Wenn Du sie täglich als kleines Ritual in Deinen Alltag einbindest, kannst Du die Bauchatmung nach und nach verankern. Sobald Du in schwierige (oder andere stressige) Gesprächssituationen kommst, lege Deine Hand auf Deinen Bauch und automatisch weiß Dein Körper, dass er in die Bauchatmung wechseln soll. Und wenn Du wirklich am Ball bleibst mit dem Üben, dann macht er das auch, versprochen!
Atemübungen
Schon eine kurze Übungseinheit von wenigen Minuten kann Deine Atmung verlangsamen und vertiefen, Deinen Geist und dadurch Deine Emotionen beruhigen und Deinen Fokus schärfen.
Atemübung 1
Diese Übung kannst Du im Sitzen oder im Stehen durchführen.
Im Sitzen:
Deine Beine sind hüftgelenksweit auseinander, die Füße parallel zueinander. Rechter Winkel in den Knien, Schultern locker nach hinten unten absinken lassen.
Im Stehen:
Stelle Dich hüftgelenksweit hin, die Füße parallel zueinander.
Leichtes Spiel in den Knien, Schultern locker nach hinten unten absinken lassen.
Lege nun Deine Hand in Höhe Deines Bauchnabels auf den Bauch und schließe die Augen.
Stell Dir nun einen Duft vor, den Du sehr liebst. Irgendeinen Lieblingsgeruch, zum Beispiel Deiner Lieblingsblume, Deines Lieblingsessens oder Deines Lieblingsmenschen, Deiner Fantasie sind keine Grenzen gesetzt 😉
Und nun atme diesen wunderbaren Geruch durch die Nase tief in Dich ein.
Nimm so einige tiefe Atemzüge und lasse den Duft Deinen ganzen Körper anfüllen.
Beobachte dabei, wie sich Dein Bauch bei der Einatmung leicht nach vorne wölbt und bei der Ausatmung wieder zusammenzieht. Die Schultern bleiben dabei entspannt und sollten sich nicht anheben.
Atemübung 2
Lege Dich bequem in Rückenlage auf den Boden, am besten auf eine Decke oder Yogamatte. Nun legst Du Dir in Höhe des Bauchnabels einen Gegenstand (z.B. ein dickes Buch, Dein Laptop, ein Meditationskissen) auf Deinen Bauch.
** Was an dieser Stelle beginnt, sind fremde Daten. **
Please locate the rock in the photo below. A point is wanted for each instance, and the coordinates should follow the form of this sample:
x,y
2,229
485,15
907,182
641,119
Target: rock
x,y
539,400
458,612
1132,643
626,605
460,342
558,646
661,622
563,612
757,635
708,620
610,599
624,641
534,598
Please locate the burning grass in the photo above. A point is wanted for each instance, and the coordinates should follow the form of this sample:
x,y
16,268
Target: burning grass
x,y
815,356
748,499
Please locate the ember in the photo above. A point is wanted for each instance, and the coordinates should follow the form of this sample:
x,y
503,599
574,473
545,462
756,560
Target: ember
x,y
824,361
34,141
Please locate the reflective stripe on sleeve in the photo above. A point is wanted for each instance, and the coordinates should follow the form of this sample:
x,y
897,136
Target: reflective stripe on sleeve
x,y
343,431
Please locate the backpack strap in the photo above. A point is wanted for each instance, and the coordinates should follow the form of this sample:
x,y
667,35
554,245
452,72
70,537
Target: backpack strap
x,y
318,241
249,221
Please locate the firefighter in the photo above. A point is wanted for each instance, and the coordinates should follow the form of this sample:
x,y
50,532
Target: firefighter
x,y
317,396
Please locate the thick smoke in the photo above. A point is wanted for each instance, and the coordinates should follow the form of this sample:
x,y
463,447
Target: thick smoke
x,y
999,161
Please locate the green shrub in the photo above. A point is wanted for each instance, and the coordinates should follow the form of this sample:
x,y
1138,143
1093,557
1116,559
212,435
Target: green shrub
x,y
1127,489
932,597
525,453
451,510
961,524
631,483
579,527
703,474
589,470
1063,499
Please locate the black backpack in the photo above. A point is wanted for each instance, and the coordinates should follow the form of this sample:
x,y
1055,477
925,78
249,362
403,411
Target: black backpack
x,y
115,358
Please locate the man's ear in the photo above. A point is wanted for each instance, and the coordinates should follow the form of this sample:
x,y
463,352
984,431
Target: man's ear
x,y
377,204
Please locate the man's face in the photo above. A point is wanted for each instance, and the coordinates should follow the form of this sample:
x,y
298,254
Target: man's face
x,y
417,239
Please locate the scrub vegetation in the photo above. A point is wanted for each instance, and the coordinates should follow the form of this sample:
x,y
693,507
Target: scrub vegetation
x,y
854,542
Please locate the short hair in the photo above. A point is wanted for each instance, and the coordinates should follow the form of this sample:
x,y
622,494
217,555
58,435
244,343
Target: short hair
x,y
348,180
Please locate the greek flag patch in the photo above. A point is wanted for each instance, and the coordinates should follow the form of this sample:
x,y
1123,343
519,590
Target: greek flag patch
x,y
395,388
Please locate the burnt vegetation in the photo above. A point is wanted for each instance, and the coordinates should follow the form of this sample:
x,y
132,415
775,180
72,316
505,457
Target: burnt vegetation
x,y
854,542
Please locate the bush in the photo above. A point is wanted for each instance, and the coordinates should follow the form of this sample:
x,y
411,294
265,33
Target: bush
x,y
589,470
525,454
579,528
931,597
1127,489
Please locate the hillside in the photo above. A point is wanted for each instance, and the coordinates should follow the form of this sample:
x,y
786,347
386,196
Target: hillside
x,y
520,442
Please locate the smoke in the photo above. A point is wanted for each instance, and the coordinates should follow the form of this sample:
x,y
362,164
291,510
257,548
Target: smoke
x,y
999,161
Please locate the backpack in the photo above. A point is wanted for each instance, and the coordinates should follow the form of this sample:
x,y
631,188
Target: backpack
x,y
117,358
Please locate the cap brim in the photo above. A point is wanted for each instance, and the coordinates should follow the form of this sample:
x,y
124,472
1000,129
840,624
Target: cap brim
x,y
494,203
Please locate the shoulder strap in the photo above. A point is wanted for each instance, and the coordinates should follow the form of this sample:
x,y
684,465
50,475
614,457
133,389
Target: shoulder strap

Atme jetzt tief in den Bauch ein und aus und beobachte, wie sich Dein Bauch mit samt des Gegenstandes bei der Ein- und Ausatmung hebt und wieder senkt.
Atemübung 3
Die dritte Atemübung kannst Du sehr gut auch nur mit Deinen Händen machen. Am besten, Du fängst heute damit an, jeden Abend und jeden Morgen im Bett, eine Hand oder beide Hände auf den Bauch zu legen und ganz bewusst fünf bis zehn tiefe Atemzüge zu nehmen.
So kann sich Deine Bauchatmung vollständig in Deinem Verhalten festigen.
Wie oben beschrieben setzt Du damit einen Anker: sobald Deine Hand auf dem Bauch ist, weiß Dein Körper, dass Du tief atmen sollst. Das kannst Du Dir in schwierigen Gesprächssituationen zu Nutze machen!
Jetzt wünsche ich Dir viel Spaß beim Üben und Verankern.